Dynamic workload management in DataStage

Use dynamic workload management to more quickly and efficiently run DataStage® workloads across available compute pod resources in each PX instance.

One of the great strengths of DataStage is that, when you are designing flows and running parallel jobs, you do not have to worry about the underlying structure of your system, beyond being aware of its parallel processing capabilities. If your compute pod resources change, if you upgrade or improve your system, or if you move the flow to another environment, you do not have to necessarily change your flow design.

DataStage learns about the shape and size of the system from a configuration file. The configuration file organizes the resources that are needed for a particular job according to what is defined in the configuration file. If more PX instance compute pods are added to the system, or you make other system changes, then you change the file but not the DataStage jobs or flows themselves.

With dynamic workload management, DataStage generates a parallel configuration file at job runtime based on the PX instance and the runtime environment definition. The number of compute pods that the parallel configuration file contains is determined by the load on the compute pods at job run time.

Dynamic workload management also handles, among other tasks, queuing jobs when instance limits are reached, allocating compute pods for APT_CONFIG_FILE environment variables, and auto-scaling compute pods.

If auto-scaling is enabled, more compute pods are deployed for the PX instance as needed to meet increasing work loads. When work loads decrease, the compute pods for the PX instance are scaled back down until they are needed again. When auto-scaling is enabled for a PX instance, a job that runs in this PX instance will automatically run across the available compute pods without any need for developer intervention.

You can also create your own dynamic or static parallel engine configuration files and set the APT_CONFIG_FILE environment variable to use that specific parallel engine configuration file. For more information, see Creating and setting the APT_CONFIG_FILE environment variable in DataStage.

Dynamic workload management generates parallel engine configuration files in real time based on the resources (memory and CPUs, not necessarily number of jobs) that are available on the currently running compute pods. If no compute pods are available because they are all at their resource limit and auto-scaling is disabled, then jobs are queued.

You can create a dynamic configuration file that automatically chooses which compute pod to run jobs on at run time, eliminating the need to make the configuration manually. You specify a configuration file by setting the APT_CONFIG_FILE environment variable.

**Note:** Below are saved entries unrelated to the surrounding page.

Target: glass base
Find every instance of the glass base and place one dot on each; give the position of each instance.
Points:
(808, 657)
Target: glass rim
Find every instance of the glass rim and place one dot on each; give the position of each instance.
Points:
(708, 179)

An APT_CONFIG_FILE environment variable defines the logical nodes that a job uses to run along with disk resources such as scratch space. Because you can have many different parallel engine configuration files on disk, the environment variable tells the job which parallel engine configuration file to use. If you don't specify an APT_CONFIG_FILE, a configuration file is automatically generated for you when the job runs. For more information, see Creating and setting the APT_CONFIG_FILE environment variable in DataStage.

Dynamic workload management is automatically used by default in DataStage versions 4.0.2 and later.